Irrigated corn yield and nitrogen accumulation response in a comparison of no-till and conventional till: Tillage and surface-residue variables

Comparisons between no-till and conventional-till management are often confounded by variation in both tillage and residue placement. The objective of this research was to separate the tillage variable from the surface-residue variable associated with no-till and conventional-fill management comparisons in irrigated continuous corn (Zea mays L.) production. Two Nebraska locations (Mead and Clay Center) with differences in soil types and climate were selected. Four tillage-residue treatments [NT-NR (no-till, residue removed), NT-R (no-till, surface residue), T-NR (till, residue removed), T-R (conventional till, surface residue)] were fertilized by either broadcasting at planting or sidedressing at the 6-leaf stage with rates of 0, 56, 112, and 168 kg N ha^-1. At Clay Center, grain yields and total N accumulation were similar for all tillage-residue treatment combinations in all years when the highest fertilizer N rate was used. In 2 of 3 yr at Mead, grain yields and total N accumulation were less for no-till than conventional-till treatments, but in 1 yr the yields and total N accumulations were greater in no-fill than conventional-till treatments. At Mead, surface residue resulted in lower grain yields and total N accumulation compared with bare soil at lower N rates, but not at greater N rates, in 2 of 3 yr. Sidedressing fertilizer N was generally a more efficient N placement than broadcasting.
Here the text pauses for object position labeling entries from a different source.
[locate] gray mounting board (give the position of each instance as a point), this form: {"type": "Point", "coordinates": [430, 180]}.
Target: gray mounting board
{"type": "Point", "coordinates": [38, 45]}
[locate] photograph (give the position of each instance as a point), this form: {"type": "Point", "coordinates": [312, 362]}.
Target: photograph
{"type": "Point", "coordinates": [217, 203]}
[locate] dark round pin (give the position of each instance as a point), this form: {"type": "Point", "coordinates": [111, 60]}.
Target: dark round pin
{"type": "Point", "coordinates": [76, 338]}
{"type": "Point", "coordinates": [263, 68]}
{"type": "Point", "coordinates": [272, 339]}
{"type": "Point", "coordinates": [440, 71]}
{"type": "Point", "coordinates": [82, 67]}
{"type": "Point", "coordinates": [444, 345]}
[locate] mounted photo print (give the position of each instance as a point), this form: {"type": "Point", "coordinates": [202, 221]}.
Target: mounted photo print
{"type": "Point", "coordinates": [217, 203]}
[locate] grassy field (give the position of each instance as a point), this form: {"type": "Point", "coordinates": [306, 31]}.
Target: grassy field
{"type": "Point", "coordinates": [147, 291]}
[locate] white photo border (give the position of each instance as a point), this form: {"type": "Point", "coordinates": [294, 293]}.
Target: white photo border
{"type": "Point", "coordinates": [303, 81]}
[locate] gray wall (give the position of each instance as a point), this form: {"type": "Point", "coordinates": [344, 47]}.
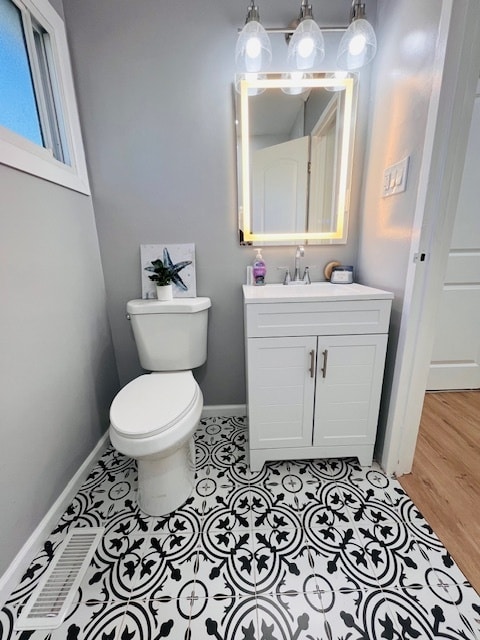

Differences between tillage and residue effects at Clay Center and residue effects at Mead were overcome with higher rates of fertilizer N. Tillage effects at Mead did not appear to be N-related. The data suggest that tillage may be necessary to maintain optimum production levels on finer-textured soils when spring soil temperatures are cool and slow to warm. When spring soil temperatures are warm, no-till strategies can be used for optimum production levels on these soils.